Desde mi atalaya por fin logré presenciar lo que sucedía: el Canal Grande estaba plagado de barquitos de todos los tamaños y cilindradas respetuosamente colocados en hileras en cada ribera, y por el centro del canal pasaba un imponente desfile de barcos y góndolas, a cada cual más decorado. He de decir que los humanos que las tripulaban iban vestidos de forma un poco anacrónica, pero con la afición que tienen en esta ciudad por el Carnaval me imaginé que estarían celebrando algo.



Así era, y la rareza no había hecho sino empezar. Durante las siguientes tres o cuatro horas me dediqué a ver pasar barquitas y más barquitas, cada una de un color distinto. El número de remeros variaba en cada ocasión, y se los veía preocupadísimos por subir y bajar el canal como si les persiguieran los demonios (que para el caso debían de ser los ocupantes de las barcas de detrás). La gente de las demás embarcaciones les gritaban cosas que yo no alcanzaba a escuchar, y todo el mundo en el palacio donde me encontraba parecía muy interesado por lo que estaba pasando. De golpe, tras pasar otra fila de barquitas, la concentración de los espectadores pareció diluirse y las motoras se fueron yendo tan caótica y ruidosamente como habían llegado. Al cabo de un rato mi ama y sus acompañantes también abandonaron la opulenta mansión para regresar tranquilamente a casa. Esta vez, afortunadamente, por Rialto.

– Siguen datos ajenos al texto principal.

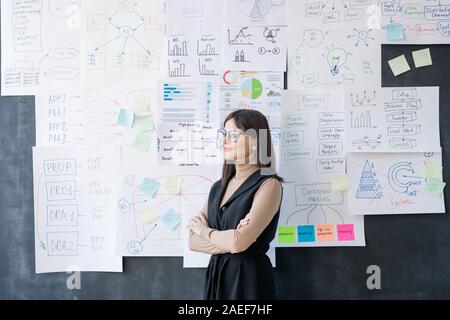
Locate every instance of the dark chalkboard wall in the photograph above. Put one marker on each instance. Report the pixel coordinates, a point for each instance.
(413, 251)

Al final tras tanta conmoción no llegué a entender muy bien si las barcas iban o venían, si se estaban disputando algo, si tenían prisa por llegar a alguna parte o si estaban jugando al escondite inglés acuático… y lo grave es que ni siquiera mi ama fue capaz de explicármelo, de lo que deduzco que ella tampoco se debió de enterar demasiado. En cambio aprendí que como gnomo de jardín soy más adorable incluso que el de Amélie.

Y viajo casi tanto como él.

martes, 3 de septiembre de 2013

Cerco e... trovo?

Mi ama tiene una suerte endiablada para las casas. Es un hecho incontestable. Otros bípedos la tienen en el juego, o en el amor, así que supongo que para compensar que nunca le toca la lotería y que todavía no ha conseguido llamar la atención de un gondolero, mi dueña es afortunada en el sector inmobiliario.

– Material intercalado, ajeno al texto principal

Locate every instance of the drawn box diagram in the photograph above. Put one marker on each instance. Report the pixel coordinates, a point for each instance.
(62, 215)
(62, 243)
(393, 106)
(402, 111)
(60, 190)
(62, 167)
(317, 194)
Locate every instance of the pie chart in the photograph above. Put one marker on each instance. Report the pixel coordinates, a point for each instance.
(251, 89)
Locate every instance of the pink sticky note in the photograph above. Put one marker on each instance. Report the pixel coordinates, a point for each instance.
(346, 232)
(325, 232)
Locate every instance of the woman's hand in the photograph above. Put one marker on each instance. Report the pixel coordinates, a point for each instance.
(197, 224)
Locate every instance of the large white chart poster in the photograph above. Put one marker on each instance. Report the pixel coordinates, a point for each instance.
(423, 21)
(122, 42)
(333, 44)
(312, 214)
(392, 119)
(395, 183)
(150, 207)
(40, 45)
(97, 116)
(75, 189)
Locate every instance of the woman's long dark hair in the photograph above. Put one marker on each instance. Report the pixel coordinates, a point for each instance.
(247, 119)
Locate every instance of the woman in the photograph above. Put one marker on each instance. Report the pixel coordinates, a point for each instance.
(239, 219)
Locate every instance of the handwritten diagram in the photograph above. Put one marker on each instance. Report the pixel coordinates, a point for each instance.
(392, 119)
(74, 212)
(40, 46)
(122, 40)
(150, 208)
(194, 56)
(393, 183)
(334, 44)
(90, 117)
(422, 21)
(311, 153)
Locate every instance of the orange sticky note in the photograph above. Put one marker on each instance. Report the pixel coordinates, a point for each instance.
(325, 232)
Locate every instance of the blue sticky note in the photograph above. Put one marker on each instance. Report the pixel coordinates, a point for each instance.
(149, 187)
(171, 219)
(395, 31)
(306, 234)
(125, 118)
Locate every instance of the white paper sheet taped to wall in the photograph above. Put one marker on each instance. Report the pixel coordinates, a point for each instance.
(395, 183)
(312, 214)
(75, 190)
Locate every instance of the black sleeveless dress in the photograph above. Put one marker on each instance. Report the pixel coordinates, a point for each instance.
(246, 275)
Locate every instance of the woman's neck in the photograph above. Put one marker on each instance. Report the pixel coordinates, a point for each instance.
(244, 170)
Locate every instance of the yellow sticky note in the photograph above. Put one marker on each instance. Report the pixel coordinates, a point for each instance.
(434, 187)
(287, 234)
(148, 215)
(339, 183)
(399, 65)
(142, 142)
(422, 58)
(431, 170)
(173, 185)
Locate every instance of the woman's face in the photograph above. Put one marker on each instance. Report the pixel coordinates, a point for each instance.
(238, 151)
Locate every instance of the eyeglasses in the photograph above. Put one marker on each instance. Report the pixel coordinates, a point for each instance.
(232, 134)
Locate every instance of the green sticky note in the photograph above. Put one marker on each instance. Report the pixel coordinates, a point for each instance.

Basándose en esta premisa, cuando mi humana tuvo conocimiento de que su casera había alquilado nuestra buhardilla bohemia a partir de septiembre no se preocupó excesivamente. Como de costumbre, la casa perfecta la estaría aguardando tranquilamente en algún rincón ignoto. Sobre todo en Venecia, que parece haberle cogido simpatía, quién sabe por qué.

Esta vez, sin embargo, mi ama no tuvo en cuenta varios factores:

1. Estaba buscando alojamiento solamente para dos meses.
2. En septiembre comienza el curso escolar.

La desastrosa conjunción de ambos nos colocó en una situación bastante difícil dado que cada vez que mi bípeda llamaba o escribía, la respuesta (si la había) era siempre la misma: lo siento, estoy buscando a alguien que se quede más tiempo. Pero no pasaba nada. Todavía había margen de maniobra. Nuestra casa estaba ahí fuera esperándonos y era solamente cuestión de tiempo que diésemos con ella.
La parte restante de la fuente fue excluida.